Danach habe die Mutter ihrem Mann ein Ultimatum gesetzt, erst als dieser sich nicht erklärt habe, sei sie etwa vier Wochen später zur Polizei gegangen. Dazwischen war die fünfköpfige Familie allerdings noch gemeinsam im Urlaub, die beiden Söhne erklärten in ihren ebenfalls verlesenen Polizeiaussagen, es sei eine der schönsten Wochen seit Langem gewesen. Endlich habe es mal keinen Streit zwischen den Eltern gegeben und man hat wieder einmal etwas gemeinsam unternommen.

Denn die 2003 geschlossene Ehe existierte wohl seit Langem nur noch auf dem Papier, wie aus den Aussagen der Angeklagten und seiner Frau hervorging. Seit vielen Jahren habe es vor allem Streit gegeben, weil der Angeklagte häufig nach der Arbeit noch unterwegs war und viel Alkohol konsumiert hat. Mal sei er im Schützenverein gewesen, mal mit einem Saufkumpanen unterwegs, so der Angeklagte.
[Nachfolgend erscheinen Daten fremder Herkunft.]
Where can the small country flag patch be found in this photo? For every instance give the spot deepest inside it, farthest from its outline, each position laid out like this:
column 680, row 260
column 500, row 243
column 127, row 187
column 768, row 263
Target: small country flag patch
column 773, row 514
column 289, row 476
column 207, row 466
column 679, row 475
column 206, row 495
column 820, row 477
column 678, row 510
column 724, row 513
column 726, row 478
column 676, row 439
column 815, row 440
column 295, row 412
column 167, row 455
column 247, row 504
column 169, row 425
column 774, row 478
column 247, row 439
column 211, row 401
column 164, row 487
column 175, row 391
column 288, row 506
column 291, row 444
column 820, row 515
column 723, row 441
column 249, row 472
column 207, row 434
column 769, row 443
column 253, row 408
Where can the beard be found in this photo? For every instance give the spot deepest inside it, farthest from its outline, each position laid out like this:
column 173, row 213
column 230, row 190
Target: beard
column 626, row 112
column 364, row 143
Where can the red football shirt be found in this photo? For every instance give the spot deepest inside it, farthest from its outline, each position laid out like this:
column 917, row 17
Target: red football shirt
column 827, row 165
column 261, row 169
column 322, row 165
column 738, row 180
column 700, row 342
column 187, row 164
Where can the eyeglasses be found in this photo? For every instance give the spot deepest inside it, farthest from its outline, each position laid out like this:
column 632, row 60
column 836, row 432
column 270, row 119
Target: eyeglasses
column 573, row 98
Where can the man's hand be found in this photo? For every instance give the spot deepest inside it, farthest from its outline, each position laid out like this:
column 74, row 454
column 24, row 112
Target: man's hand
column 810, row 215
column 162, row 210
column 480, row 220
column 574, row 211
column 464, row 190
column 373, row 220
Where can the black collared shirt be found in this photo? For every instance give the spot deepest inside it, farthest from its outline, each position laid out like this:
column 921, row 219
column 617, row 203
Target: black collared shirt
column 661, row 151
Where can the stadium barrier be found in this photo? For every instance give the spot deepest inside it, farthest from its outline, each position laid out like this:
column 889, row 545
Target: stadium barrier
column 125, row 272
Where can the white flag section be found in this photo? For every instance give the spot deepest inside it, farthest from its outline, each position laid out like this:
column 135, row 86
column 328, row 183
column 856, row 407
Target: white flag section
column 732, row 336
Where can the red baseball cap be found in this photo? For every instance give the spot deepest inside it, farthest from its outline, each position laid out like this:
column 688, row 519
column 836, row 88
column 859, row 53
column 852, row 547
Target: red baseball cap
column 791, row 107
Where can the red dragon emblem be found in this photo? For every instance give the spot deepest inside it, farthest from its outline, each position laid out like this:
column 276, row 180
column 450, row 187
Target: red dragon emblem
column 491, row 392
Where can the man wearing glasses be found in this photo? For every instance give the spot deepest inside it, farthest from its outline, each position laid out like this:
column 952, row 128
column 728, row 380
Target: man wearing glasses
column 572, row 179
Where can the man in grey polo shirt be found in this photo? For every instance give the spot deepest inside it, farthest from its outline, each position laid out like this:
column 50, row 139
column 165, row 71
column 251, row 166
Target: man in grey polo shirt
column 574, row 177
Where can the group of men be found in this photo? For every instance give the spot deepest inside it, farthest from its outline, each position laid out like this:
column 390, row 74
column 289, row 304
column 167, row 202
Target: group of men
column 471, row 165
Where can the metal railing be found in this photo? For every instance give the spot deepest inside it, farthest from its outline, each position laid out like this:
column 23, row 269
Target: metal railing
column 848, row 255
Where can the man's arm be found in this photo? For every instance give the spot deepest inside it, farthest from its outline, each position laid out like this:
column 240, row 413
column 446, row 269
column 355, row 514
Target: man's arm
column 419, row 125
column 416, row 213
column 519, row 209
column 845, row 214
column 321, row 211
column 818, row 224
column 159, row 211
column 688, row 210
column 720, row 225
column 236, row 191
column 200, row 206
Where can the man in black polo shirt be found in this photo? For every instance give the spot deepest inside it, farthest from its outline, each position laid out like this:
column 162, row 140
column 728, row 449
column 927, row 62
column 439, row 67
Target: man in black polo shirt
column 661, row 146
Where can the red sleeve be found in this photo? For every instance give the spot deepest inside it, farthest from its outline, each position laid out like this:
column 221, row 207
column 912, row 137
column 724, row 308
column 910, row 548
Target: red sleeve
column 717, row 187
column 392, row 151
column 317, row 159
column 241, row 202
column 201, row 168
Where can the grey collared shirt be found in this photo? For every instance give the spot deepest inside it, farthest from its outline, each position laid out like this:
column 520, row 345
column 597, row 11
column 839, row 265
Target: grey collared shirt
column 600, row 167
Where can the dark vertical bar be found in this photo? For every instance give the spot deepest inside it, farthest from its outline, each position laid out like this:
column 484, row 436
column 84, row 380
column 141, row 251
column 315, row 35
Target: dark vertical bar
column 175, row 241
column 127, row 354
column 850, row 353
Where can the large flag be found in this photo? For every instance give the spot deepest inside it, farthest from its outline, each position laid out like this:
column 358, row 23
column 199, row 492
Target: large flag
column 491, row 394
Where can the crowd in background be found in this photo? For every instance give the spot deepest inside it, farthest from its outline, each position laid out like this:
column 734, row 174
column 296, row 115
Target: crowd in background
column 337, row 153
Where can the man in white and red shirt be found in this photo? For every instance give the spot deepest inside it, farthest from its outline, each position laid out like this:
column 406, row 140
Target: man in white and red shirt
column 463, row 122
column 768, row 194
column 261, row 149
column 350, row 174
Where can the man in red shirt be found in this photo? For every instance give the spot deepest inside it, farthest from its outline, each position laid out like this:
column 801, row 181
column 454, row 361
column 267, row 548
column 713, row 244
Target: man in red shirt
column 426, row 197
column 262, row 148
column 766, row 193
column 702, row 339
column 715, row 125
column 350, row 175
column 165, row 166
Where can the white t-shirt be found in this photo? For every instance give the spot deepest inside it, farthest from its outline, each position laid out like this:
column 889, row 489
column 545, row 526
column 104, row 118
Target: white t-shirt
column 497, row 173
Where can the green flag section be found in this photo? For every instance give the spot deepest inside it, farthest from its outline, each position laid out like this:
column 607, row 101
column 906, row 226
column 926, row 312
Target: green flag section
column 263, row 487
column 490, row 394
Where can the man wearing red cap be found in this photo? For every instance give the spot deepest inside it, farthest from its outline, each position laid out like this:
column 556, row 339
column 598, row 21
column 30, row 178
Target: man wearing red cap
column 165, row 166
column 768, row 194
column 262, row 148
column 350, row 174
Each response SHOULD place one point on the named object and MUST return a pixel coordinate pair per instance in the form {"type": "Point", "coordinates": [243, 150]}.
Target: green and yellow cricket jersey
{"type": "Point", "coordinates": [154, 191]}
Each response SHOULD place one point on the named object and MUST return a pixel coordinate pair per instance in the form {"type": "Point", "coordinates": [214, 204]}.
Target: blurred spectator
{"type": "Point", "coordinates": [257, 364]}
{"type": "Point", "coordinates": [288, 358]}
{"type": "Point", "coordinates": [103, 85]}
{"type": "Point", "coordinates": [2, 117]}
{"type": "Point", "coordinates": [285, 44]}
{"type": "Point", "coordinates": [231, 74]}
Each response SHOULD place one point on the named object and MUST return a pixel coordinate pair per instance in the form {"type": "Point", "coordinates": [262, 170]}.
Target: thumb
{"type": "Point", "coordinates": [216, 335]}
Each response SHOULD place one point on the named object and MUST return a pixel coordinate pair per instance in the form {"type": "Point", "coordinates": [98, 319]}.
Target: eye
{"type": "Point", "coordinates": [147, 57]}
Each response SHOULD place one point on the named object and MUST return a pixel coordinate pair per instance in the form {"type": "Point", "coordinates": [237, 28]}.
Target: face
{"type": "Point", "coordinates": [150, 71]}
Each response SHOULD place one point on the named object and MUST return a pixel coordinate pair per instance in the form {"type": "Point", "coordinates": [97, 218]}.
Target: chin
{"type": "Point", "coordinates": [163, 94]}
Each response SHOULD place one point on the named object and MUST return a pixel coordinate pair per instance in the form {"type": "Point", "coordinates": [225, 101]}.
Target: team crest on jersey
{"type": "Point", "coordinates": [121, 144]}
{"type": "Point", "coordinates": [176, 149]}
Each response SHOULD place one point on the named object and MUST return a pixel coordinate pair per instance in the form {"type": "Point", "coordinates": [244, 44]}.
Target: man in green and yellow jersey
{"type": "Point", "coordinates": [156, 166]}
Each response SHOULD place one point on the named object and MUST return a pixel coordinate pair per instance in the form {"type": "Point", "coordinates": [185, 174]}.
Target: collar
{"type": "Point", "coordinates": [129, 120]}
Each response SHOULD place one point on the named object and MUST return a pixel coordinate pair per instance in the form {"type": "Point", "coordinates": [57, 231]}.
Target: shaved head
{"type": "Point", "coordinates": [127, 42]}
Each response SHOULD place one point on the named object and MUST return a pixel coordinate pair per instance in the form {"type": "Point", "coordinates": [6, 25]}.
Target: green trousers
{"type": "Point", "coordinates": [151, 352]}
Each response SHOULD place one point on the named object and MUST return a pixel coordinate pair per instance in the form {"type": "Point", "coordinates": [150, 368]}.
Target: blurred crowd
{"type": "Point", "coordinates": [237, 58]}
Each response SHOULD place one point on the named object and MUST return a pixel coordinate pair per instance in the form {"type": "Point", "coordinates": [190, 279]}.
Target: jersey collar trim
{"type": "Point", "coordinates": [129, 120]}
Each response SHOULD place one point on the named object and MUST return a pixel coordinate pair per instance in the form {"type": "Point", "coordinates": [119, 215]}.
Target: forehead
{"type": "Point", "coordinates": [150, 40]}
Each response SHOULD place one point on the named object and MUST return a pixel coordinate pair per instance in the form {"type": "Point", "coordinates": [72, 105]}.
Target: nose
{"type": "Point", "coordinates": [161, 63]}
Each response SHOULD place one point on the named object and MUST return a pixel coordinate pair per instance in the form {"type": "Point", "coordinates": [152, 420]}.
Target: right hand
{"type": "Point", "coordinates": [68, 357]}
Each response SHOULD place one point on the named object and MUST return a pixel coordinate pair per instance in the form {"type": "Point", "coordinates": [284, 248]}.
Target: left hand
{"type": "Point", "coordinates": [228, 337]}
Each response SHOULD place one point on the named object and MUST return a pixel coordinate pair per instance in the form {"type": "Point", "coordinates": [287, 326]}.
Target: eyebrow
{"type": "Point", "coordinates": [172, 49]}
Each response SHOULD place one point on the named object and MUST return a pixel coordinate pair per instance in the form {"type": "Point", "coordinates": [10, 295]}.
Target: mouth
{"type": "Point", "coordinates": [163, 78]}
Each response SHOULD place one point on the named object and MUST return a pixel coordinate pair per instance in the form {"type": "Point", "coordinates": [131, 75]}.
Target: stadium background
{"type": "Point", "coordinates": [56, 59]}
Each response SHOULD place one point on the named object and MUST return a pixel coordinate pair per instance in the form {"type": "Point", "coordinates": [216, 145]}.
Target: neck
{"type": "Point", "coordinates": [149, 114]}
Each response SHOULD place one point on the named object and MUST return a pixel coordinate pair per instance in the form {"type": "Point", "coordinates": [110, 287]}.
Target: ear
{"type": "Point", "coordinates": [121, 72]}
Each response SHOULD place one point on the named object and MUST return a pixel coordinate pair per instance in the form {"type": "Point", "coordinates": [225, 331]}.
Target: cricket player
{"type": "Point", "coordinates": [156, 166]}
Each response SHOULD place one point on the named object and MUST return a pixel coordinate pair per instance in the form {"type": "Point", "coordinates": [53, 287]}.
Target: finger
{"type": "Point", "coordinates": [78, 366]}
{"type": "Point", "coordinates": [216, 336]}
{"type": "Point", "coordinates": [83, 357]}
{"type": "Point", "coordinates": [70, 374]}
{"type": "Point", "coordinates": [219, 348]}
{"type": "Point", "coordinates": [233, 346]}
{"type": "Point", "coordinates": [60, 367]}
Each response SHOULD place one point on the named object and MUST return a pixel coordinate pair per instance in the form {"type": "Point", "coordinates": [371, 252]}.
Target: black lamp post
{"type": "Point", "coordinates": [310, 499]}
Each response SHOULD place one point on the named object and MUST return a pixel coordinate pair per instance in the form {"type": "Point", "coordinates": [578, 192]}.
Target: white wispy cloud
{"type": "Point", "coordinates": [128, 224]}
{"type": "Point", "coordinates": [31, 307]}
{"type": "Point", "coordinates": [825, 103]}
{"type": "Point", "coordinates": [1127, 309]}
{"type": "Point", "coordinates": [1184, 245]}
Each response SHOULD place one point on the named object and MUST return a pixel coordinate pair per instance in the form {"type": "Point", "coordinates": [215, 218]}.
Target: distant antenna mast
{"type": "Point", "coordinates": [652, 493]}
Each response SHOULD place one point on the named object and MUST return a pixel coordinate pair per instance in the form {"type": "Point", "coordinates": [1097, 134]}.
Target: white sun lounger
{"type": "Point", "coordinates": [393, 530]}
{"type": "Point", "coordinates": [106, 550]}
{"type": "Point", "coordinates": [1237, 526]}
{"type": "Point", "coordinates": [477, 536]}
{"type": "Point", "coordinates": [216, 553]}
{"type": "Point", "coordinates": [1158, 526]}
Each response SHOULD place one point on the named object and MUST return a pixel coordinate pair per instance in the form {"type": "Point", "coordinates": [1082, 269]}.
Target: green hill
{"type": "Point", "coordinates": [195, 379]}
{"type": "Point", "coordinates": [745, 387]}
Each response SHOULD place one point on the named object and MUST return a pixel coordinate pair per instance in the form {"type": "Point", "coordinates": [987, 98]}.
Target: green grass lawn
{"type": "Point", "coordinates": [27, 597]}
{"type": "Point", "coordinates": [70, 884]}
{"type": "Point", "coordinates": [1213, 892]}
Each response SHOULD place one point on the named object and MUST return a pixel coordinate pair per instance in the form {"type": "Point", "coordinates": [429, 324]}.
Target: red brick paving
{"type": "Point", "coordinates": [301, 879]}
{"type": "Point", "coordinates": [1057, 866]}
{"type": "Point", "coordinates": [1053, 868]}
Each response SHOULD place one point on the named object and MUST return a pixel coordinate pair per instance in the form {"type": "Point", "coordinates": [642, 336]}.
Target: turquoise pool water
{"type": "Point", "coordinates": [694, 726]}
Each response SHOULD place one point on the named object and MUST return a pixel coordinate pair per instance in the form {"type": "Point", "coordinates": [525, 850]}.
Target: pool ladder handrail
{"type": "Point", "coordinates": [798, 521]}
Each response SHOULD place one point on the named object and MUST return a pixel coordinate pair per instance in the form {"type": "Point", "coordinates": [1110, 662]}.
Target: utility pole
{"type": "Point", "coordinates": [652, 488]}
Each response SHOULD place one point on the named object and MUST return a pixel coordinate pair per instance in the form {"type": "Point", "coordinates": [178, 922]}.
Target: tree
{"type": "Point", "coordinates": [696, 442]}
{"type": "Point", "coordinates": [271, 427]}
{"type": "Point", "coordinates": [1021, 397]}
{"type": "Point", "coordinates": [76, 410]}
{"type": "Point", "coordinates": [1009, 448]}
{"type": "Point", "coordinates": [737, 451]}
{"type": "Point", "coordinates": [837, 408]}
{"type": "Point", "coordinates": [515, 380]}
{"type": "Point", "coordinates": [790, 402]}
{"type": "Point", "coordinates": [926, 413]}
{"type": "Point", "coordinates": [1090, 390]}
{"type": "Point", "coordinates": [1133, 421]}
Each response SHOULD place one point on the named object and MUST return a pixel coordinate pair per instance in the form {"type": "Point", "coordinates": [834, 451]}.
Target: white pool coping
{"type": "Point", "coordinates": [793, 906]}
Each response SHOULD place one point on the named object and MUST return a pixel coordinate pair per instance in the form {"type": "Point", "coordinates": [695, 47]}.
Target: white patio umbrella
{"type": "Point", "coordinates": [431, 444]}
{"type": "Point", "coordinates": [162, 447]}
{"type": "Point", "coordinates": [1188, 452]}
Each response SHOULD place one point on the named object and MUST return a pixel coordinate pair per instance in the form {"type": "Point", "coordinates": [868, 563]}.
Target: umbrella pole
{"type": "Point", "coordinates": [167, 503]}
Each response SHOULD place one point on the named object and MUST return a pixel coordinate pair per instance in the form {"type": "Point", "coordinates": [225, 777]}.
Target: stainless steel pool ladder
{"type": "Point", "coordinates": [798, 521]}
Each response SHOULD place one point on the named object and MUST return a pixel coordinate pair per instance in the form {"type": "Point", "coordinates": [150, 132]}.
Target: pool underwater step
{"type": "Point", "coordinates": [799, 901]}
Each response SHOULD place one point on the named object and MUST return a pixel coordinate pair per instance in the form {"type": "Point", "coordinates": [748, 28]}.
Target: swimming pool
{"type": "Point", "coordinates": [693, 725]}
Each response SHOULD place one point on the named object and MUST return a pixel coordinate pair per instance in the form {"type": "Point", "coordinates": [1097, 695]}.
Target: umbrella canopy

Sexuellen Kontakt zwischen den Eltern habe es seit der Geburt der Tochter nicht mehr gegeben. Vielmehr habe die Frau es vermieden, Zeit mit ihrem Mann im Bett zu verbringen. Er sei immer schon gegen 22 Uhr schlafen gegangen, sie erst gegen drei Uhr. So gab es überhaupt erst die Möglichkeit, dass das Mädchen häufig alleine mit dem Vater ins Bett gegangen ist. "Einmal hat sie mit ihren Brüdern einen Horrorfilm geschaut, seitdem konnte sie nicht mehr alleine einschlafen", erklärte die Mutter dazu. Irgendwann aber sei sie skeptisch geworden, weil die Tochter sich immer so darauf gefreut habe, mit dem Vater ins Bett zu gehen. Dieser erklärte, dass er täglich zwischen sechs und neun Flaschen Bier getrunken habe, meistens habe er bereits in der Arbeit damit begonnen. Und dann erklärte er, dass es die Tochter gewesen sei, die gefragt habe, ob er mit ihr intimen Kontakt haben wolle. Meistens habe er das abgelehnt, aber unter dem Alkoholeinfluss sei es eben auch dazu gekommen, dass es anders gekommen ist. Immer wieder muss er während seiner Aussage schlucken, hat gerötete Augen. Natürlich sei ihm bewusst, dass das, was er getan habe, nicht richtig ist. Klare Worte des Bedauerns findet er in seiner Aussage allerdings nicht.

Bereits vor der Aussage des Angeklagten hatte es ein Rechtsgespräch zwischen Richterin, Anwalt und Staatsanwalt gegeben. Darin hatte man sich darauf geeinigt, dass es am Ende auf eine Gesamtfreiheitsstrafe zwischen Fünf- und Fünfeinhalbjahren Jahren hinauslaufen soll. Der Prozess dauert an und wird in der kommenden Woche fortgesetzt.